In this guide, we want to teach you How To Install Tesseract OCR on Ubuntu 22.04.
Tesseract is an open-source optical character recognition (OCR) platform. OCR extracts text from images and documents without a text layer and outputs the document into a new searchable text file, PDF, or most other popular formats.
Tesseract is highly customizable and can operate using most languages, including multilingual documents and vertical text. Although the software can be used on Windows or Linux, this guide will be based on Mac operating systems which is done through the terminal application.
How To Install Tesseract OCR on Ubuntu 22.04
To install Tesseract OCR, you need to log in to your server as a non-root user with sudo privileges. To do this, you can follow our guide the Initial Server Setup with Ubuntu 22.04.
In this guide, you will learn to install Tesseract OCR from the APT repository and install it in the latest version from the source.

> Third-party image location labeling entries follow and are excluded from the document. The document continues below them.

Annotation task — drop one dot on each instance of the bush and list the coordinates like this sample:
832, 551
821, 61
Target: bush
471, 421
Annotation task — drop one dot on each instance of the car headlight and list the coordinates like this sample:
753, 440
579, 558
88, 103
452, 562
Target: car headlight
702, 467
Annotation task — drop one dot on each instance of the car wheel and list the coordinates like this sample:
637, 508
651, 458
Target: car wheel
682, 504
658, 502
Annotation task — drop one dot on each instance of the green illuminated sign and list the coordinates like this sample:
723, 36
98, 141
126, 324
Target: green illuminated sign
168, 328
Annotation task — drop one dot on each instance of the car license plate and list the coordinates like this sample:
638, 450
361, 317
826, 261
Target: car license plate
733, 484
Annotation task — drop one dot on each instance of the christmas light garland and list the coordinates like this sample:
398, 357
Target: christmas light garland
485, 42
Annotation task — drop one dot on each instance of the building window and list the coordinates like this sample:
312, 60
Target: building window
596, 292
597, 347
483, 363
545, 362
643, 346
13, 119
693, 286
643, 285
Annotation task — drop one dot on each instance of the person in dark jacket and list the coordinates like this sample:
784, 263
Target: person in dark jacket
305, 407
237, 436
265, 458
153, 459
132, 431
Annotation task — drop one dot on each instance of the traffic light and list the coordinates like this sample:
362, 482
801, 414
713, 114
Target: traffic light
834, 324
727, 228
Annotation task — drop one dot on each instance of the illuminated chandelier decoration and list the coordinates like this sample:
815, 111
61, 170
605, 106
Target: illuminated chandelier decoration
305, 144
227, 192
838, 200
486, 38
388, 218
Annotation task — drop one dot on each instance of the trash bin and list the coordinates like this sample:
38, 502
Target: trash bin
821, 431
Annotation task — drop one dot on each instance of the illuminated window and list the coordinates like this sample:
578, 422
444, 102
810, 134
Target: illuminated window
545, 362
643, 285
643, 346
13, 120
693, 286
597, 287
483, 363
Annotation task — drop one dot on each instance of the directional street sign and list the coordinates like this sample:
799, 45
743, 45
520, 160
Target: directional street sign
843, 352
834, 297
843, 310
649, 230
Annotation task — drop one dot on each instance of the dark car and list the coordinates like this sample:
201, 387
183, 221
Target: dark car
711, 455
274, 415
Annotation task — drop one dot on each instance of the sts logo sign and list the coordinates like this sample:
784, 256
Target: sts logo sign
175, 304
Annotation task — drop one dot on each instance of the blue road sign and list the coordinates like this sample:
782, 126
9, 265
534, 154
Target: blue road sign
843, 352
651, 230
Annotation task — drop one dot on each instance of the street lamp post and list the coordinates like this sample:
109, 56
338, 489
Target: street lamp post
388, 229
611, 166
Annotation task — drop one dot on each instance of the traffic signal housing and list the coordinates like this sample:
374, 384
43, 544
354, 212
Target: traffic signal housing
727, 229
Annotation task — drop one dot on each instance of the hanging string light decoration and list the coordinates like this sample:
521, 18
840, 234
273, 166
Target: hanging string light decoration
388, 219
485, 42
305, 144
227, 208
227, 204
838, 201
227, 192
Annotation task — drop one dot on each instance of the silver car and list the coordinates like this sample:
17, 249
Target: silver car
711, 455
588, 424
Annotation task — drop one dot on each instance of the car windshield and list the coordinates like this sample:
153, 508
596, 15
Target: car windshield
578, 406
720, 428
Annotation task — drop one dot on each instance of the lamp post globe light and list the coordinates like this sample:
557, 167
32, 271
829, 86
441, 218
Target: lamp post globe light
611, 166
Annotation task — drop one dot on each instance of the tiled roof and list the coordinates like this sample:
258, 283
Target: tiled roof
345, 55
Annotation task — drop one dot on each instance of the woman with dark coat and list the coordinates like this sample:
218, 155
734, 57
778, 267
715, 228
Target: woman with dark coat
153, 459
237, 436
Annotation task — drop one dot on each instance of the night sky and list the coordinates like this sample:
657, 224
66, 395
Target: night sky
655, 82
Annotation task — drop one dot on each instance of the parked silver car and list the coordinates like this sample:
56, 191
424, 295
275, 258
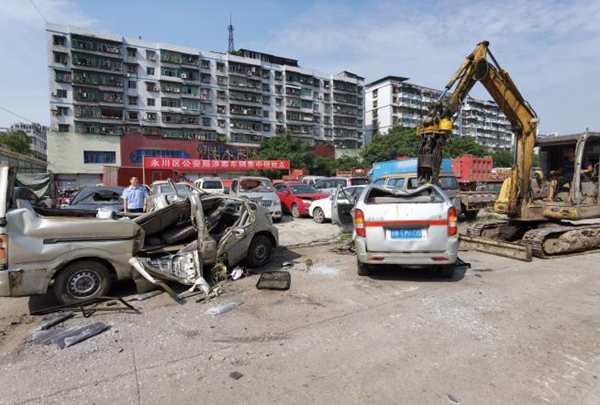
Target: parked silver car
81, 254
411, 228
260, 190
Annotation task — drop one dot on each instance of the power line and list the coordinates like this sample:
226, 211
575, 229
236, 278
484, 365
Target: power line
17, 115
38, 10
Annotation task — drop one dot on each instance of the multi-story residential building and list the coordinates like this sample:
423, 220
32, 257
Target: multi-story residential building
37, 134
106, 85
392, 101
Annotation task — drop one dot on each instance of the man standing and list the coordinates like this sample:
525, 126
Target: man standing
134, 197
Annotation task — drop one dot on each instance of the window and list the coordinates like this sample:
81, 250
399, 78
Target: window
59, 40
99, 157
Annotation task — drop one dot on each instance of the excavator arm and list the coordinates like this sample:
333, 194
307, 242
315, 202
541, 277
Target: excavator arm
437, 125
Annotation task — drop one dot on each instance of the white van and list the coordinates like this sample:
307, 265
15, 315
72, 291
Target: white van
212, 185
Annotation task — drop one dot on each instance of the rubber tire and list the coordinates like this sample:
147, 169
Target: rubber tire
61, 290
471, 215
363, 269
446, 271
252, 260
319, 219
295, 211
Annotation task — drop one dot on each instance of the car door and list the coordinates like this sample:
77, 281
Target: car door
341, 210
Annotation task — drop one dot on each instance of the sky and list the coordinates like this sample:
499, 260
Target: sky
550, 48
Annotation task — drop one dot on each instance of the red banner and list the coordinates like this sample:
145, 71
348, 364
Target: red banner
214, 165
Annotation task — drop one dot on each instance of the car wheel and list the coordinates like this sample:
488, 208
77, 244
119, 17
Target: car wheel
295, 211
259, 252
82, 281
318, 215
363, 269
446, 271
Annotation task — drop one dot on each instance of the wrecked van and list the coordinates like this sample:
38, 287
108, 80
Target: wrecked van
80, 254
411, 228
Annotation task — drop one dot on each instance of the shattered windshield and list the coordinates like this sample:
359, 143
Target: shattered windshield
256, 186
98, 196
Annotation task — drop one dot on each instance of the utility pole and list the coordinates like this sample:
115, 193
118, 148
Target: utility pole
231, 48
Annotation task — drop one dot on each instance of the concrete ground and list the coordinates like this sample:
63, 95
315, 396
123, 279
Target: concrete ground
501, 332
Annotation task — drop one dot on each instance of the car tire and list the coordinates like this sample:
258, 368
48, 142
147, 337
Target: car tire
295, 211
318, 215
259, 252
82, 280
446, 271
363, 269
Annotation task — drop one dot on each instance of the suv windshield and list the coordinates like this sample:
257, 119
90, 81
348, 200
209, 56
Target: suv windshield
212, 184
303, 189
255, 186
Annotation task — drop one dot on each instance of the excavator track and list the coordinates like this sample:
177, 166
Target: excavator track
563, 240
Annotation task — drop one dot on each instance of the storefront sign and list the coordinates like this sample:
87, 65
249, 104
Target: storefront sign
214, 165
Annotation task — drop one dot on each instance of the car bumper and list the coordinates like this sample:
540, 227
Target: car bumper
406, 258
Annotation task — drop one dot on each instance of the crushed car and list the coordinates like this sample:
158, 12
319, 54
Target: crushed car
391, 226
81, 252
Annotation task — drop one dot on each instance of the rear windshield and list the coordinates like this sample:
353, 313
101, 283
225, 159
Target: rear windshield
98, 196
390, 196
212, 184
303, 189
446, 183
256, 186
359, 182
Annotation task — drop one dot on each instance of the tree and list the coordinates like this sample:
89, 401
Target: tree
397, 142
17, 141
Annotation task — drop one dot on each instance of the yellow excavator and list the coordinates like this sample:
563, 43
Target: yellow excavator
543, 221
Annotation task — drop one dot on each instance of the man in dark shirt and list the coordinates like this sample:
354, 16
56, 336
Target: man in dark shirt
565, 174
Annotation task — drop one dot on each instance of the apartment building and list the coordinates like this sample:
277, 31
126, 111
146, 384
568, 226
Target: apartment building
393, 101
38, 136
106, 85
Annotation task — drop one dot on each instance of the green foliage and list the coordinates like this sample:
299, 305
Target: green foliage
397, 142
17, 141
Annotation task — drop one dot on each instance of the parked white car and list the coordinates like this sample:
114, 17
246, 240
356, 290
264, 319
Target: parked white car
320, 210
212, 185
260, 190
411, 228
329, 185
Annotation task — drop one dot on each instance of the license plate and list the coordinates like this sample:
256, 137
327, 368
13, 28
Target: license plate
406, 233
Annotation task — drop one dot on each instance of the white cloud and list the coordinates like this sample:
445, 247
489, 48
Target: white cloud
548, 47
23, 71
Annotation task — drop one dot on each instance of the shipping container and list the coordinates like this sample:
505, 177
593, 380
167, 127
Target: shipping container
401, 166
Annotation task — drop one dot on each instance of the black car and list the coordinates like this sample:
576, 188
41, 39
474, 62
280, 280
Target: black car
91, 198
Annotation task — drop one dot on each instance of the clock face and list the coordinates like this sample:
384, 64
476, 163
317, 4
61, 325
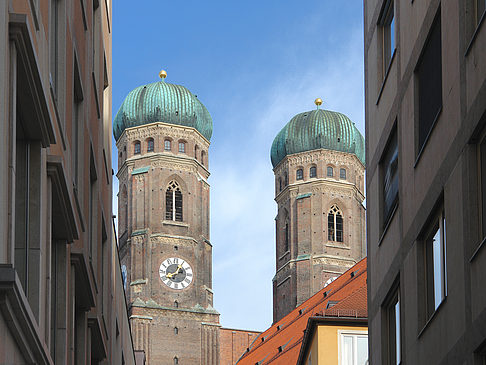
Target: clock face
176, 273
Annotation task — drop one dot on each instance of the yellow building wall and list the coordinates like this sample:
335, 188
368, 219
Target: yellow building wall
324, 347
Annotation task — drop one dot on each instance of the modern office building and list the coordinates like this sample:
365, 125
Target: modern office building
60, 286
318, 162
425, 91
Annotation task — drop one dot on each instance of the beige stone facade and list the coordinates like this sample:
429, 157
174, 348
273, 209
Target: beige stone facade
425, 85
308, 254
61, 296
172, 324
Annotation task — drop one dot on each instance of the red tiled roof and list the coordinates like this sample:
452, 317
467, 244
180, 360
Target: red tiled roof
280, 344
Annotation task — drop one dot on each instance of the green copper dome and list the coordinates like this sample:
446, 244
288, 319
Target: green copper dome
318, 129
162, 102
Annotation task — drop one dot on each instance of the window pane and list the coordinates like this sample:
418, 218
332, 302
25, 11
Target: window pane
397, 332
347, 354
429, 74
483, 184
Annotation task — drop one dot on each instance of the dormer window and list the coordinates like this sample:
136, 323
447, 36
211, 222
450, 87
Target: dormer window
167, 145
136, 148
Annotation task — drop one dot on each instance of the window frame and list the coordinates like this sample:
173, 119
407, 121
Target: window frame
150, 145
391, 327
422, 135
354, 334
313, 172
388, 162
167, 144
137, 148
299, 174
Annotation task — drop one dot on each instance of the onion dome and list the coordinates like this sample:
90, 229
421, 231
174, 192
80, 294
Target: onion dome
318, 129
162, 102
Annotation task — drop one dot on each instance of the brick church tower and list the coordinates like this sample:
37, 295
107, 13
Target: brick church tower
318, 160
162, 132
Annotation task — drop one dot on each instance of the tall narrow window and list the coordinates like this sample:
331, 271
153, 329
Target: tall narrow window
480, 8
391, 337
429, 79
435, 265
389, 167
173, 202
150, 145
387, 25
482, 185
286, 237
53, 44
136, 148
335, 225
167, 145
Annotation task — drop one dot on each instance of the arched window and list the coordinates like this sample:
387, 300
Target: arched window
150, 145
335, 225
203, 158
167, 145
136, 148
173, 202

Follow the steps below to complete this guide.
Install Tesseract OCR on Ubuntu 22.04 with APT
By default, Tesseract OCR is available in the default Ubuntu repository.
First, you need to update your local package index with the following command:
sudo apt update -y
Then, use the command below to install Tesseract OCR on Ubuntu 22.04:
sudo apt install tesseract-ocr
Tesseract will install under /usr/share/tesseract-ocr/4.00/tessdata.
The convert command is useful for converting between image formats and resizing an image, blurring, cropping, despeckling, dithering, drawing on, fliping, joining, re-sampling and more.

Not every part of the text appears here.